【気象データ活用術 Vol.8】加藤芳樹・史葉/WeatherDataScience合同会社共同代表
先日X(旧Twitter)で「FIP勉強会及びマッチングプラットフォーム」という資源エネルギー庁のサイトを紹介する投稿に目が留まった。そのサイトには、気象予測サービスなどの紹介やマッチングを予定していると書かれていた。気象業界で働く者としては歓迎する流れではあるものの、ちょっと厄介な話に向き合わなければならないことを覚悟する次第である。
厄介な話とは、ズバリ予測精度の議論である。結論から述べると「再エネ発電量の予測精度の評価方法は標準化されていないので、直ちに画一した精度評価指標を定めよう」と提案したい。その必要を実感していただきたく、最も厄介な太陽光発電量の予測精度について論じることとする。

一般的に、予測精度をたずねた際に期待する返答は「90%以上の的中率です」など直感的に分かりやすい指標だろう。しかし、予測開発側の立場としては、そのように単純化して語るのが難しい。特に太陽光の予測精度評価には多くのトラップがあり、数値だけが一人歩きすることを避けるため評価条件を十分に共有しなければならない。
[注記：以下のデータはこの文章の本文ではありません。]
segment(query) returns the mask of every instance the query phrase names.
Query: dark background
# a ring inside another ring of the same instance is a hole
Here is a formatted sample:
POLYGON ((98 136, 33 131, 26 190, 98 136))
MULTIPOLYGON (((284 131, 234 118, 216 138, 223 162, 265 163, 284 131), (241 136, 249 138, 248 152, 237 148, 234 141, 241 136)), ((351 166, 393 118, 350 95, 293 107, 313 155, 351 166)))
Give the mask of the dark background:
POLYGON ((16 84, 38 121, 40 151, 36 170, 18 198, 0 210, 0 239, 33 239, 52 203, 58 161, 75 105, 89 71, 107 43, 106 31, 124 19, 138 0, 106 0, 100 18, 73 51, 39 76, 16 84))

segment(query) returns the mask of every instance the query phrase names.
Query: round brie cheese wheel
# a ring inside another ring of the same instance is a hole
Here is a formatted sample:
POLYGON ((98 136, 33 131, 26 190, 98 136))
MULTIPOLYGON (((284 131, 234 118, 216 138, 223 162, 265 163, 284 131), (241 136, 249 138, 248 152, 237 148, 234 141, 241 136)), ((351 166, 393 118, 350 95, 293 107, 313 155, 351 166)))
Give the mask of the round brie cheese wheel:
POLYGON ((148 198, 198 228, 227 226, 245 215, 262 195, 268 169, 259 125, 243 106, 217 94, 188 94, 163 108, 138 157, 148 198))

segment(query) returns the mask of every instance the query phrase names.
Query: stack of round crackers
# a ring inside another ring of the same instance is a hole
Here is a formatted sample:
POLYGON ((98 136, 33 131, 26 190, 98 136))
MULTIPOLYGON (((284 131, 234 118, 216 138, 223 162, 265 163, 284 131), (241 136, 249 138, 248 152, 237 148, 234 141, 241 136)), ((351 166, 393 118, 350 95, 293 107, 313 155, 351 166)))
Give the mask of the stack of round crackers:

太陽光の精度評価トラップとは、①夜間は発電量ゼロであること、②地球の自転公転により発電出力の上限が一定でないこと、③予測リードタイムによって精度が変わること、④均し効果で誤差が小さくなることである。③④は風力発電の予測精度評価にも共通する。
①夜間の出力は常にゼロで予測的中率100%となるため、これも評価に含めると高精度に見せることができる。日の出から日没の間で評価するのが誠実な方法だが、その時間帯は季節や地域によって異なる。これは②のトラップへつながる。地球の公転により季節ごとに太陽高度と日射量が変化し、夏至付近は冬至の約2倍の発電ポテンシャルがある。加えて自転の影響により、日の出・正午・日没で出力上限値が大きく変動する。緯度や経度の違いも加わるため、発電量の“理論上の上限値”は季節・時刻・場所で変わり続ける。これが意味することは、予測精度をパーセントで示す場合に、比較基準をそろえるための計算式分母が一定しない=太陽光の予測精度はパーセントで評価することができないという構造的な問題がある。
そもそも評価目的の本質は、発電量予測の精緻さそのものではなく、インバランスコストをどれだけ抑えられるか、すなわちビジネスとしての有効性ではないだろうか。これを見る一つの指標として【単位容量当たりのインバランスコスト】という切り口はどうだろうか。これは“インバランスコスト積算値 ÷ AC容量”で算出され、値が小さいほど望ましい。インバランスコストをAC容量で正規化することで、発電所やBGの規模に寄らず、ビジネス視点で予測性能を公平に比較できる。気象要因だけでなく、インバランス価格の不確実性も考慮した総合的な予測性能を評価できる点で、実務的な指標である。ただし、インバランス単価や評価期間をそろえるなど、比較条件の統一が前提となる。